Puis, le prof m'avait posé une question, sûrement pour voir si je suivais son cours, mais je n'avais pas eu le temps de répondre, parce que la grande fenêtre sur le mur côté droit, positionnée à environ un mètre et demi du sol et se rendant jusqu'au plafond, avait éclatée en millions de petits morceaux, aspergeant les élèves les plus proches. Les filles s'étaient mises à crier et les garçons, à jurer. Je m'étais levée précipitamment et mon regard avait balayé l'extérieur en deux temps trois mouvement. J'avais remarqué un nombre important d'hommes postés sur le toit du bâtiment d'en face, vêtus de vieux vêtements usés et portant des protections anti-balles de tout genre. Quand je m'étais rendue compte que chacun d'eux tenaient un gros fusil et qu'ils nous pointaient avec, je n'avais eu le temps que de me jeter par terre et de crier :

-COUCHEZ-VOUS !!!!!!

À cause du vacarme que faisaient mes camarades de classe, seul les personnes qui étaient restées près de moi m'avaient entendues et s'étaient exécutées. Un dixième de seconde après, des coups de feu, provenant des mitrailleuse, avaient éclatés et tous les élèves de la classe, y compris le prof, étaient tombés par terre, ensanglantés. J'avais les bras repliés sur le dessus de ma tête, je hurlais et je pleurais, tandis que des feuilles de papier, des débris et de la poussière de plâtre me tombaient dessus.

Puis, après cinq secondes d'enfer, qui m'avaient parues durer cinq heures, les coups de feu avaient enfin cessés. J'avais retiré mes bras très lentement, toussé à cause de la poussière qui s'infiltrait dans ma gorge, et ouvert les yeux doucement. Le spectacle était plus qu'horrible. Des corps charcutés, couverts de sang et criblés de balles couvraient le plancher.

Et puis soudain, une des trois personnes qui avaient entendues mon alerte un peu plus tôt et qui s'étaient jetées par terre s'était levée rapidement, en larmes, le visage et les vêtements couverts de poussière, et avait soufflé :

-C'est fini, hein...?

Mais, sans que je n'ai pu lui crier de rester au sol, une balle était venue se planter dans sa tête, faisant voler du sang et des petits bouts de cervelle sur le mur derrière. Alors qu'il s'était écroulé par terre, je m'étais recouvert la tête encore une fois et avais fermé les yeux en braillant, imitée des deux autres, et personne n'avait bougé pendant un temps incroyable.

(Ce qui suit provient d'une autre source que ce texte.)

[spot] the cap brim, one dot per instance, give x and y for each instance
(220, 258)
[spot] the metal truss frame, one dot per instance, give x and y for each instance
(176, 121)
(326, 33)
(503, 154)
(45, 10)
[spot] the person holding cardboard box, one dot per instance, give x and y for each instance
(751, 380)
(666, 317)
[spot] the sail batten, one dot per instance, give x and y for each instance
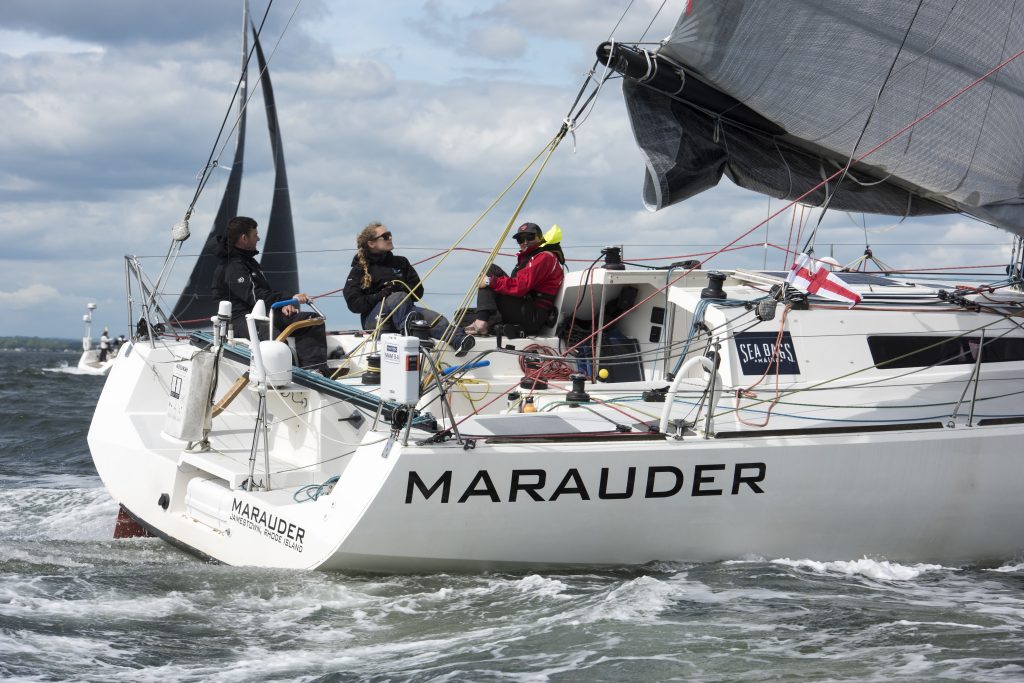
(279, 261)
(197, 303)
(813, 69)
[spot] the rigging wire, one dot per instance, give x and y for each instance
(207, 171)
(809, 245)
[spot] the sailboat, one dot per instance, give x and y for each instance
(679, 414)
(197, 304)
(90, 361)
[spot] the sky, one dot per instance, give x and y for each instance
(414, 113)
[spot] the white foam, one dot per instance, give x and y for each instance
(75, 370)
(879, 569)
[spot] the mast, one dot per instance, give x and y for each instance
(197, 303)
(279, 259)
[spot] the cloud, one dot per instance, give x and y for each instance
(31, 297)
(415, 115)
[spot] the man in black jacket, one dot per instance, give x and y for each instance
(384, 288)
(240, 280)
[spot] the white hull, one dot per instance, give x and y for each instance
(912, 489)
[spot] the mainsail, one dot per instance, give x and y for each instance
(197, 303)
(780, 95)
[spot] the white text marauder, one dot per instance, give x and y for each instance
(662, 481)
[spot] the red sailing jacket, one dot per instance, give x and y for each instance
(538, 271)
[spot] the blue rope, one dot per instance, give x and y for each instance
(314, 491)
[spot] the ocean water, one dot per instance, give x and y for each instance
(77, 605)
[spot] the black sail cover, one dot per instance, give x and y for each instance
(775, 93)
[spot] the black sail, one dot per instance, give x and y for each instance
(197, 303)
(779, 95)
(279, 259)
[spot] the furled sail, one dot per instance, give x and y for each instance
(779, 95)
(197, 303)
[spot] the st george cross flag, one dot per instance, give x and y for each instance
(813, 278)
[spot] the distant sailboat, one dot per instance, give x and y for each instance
(89, 361)
(197, 302)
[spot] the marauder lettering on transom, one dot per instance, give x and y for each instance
(531, 484)
(270, 525)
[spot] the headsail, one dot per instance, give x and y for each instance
(775, 95)
(197, 303)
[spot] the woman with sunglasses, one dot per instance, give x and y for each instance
(527, 296)
(383, 289)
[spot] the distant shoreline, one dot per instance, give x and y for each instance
(22, 344)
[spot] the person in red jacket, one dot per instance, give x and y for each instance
(527, 296)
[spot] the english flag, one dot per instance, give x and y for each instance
(813, 278)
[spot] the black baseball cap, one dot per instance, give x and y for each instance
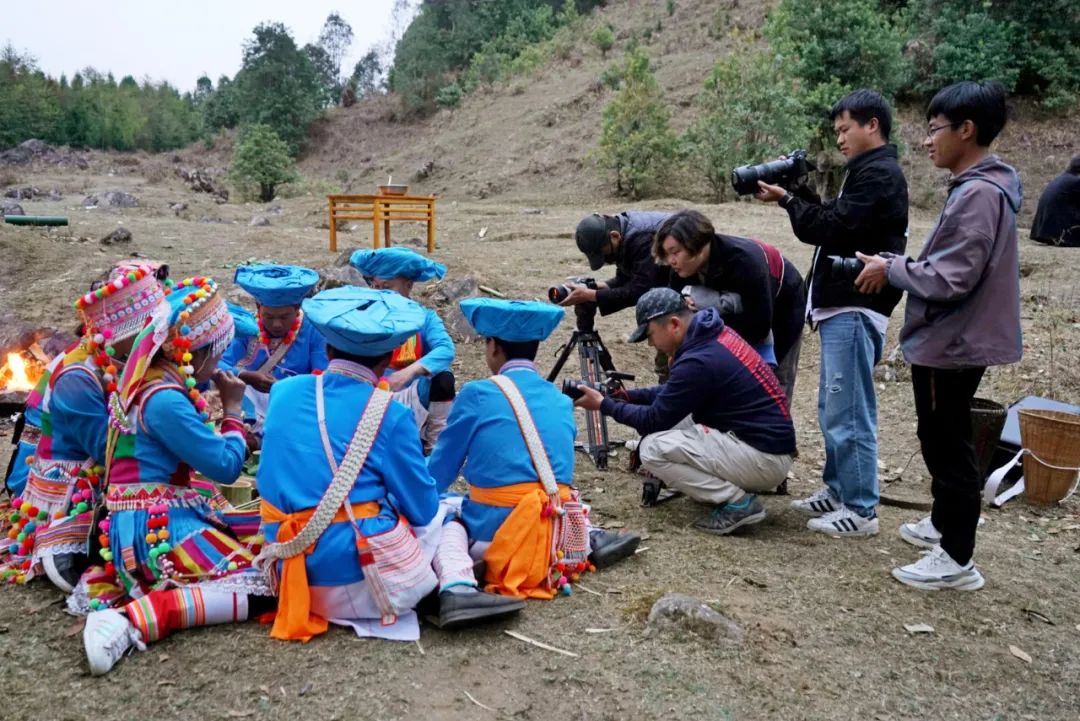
(592, 235)
(653, 304)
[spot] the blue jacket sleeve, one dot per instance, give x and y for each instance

Ensuite, au son des sirènes de polices qui se rapprochaient, j'avais ouvert les yeux et retiré mes bras, soulagée. J'avais fait signe aux autres de ne pas se lever et avais essuyé le mélange de larmes et de poussière qui maculait mes joues. Quelques minutes après, des agents spécialisés, armés de gros fusils d'assaut, étaient entrés en trombe dans la classe. En nous voyant nous redresser au milieu des cadavres, ils avaient tout de suite baissé leur arme et s'étaient approchés de nous rapidement. L'homme qui était venu vers moi avait retiré son masque à oxygène en s'agenouillant et me l'avait placé sur la bouche et le nez, tout en m'aidant à me redresser complètement.

À un moment donné, mes yeux avaient croisés les siens, chose tout à fait normale, mais leur bleu profond m'avaient fait perdre mes moyens. J'avais tangué légèrement vers l'arrière, mais il avait placé une main dans mon dos, avant de glisser son autre main sous mes genoux et de se lever, moi dans ses bras.

Il m'avait transportée jusqu'à l'extérieur, où une ambulancière lui avait ordonné de me déposer avec la plus grande délicatesse sur la civière qu'elle lui indiquait. Ensuite, ils avaient poussé le lit à roulette vers l'ambulance la plus proche et l'avait levé pour le positionner à l'intérieur. Juste avant, le masque à oxygène que je portait avait été remplacé par un autre et l'ambulancière m'avait rejoint dans la cabine, mais pas l'homme aux yeux bleus. À mon regard, celui-ci m'avait fait un clin d'œil puis, il avait fermé les portes. Le véhicule s'était mit en branle et la femme m'avait donné des capelets pour me faire dormir.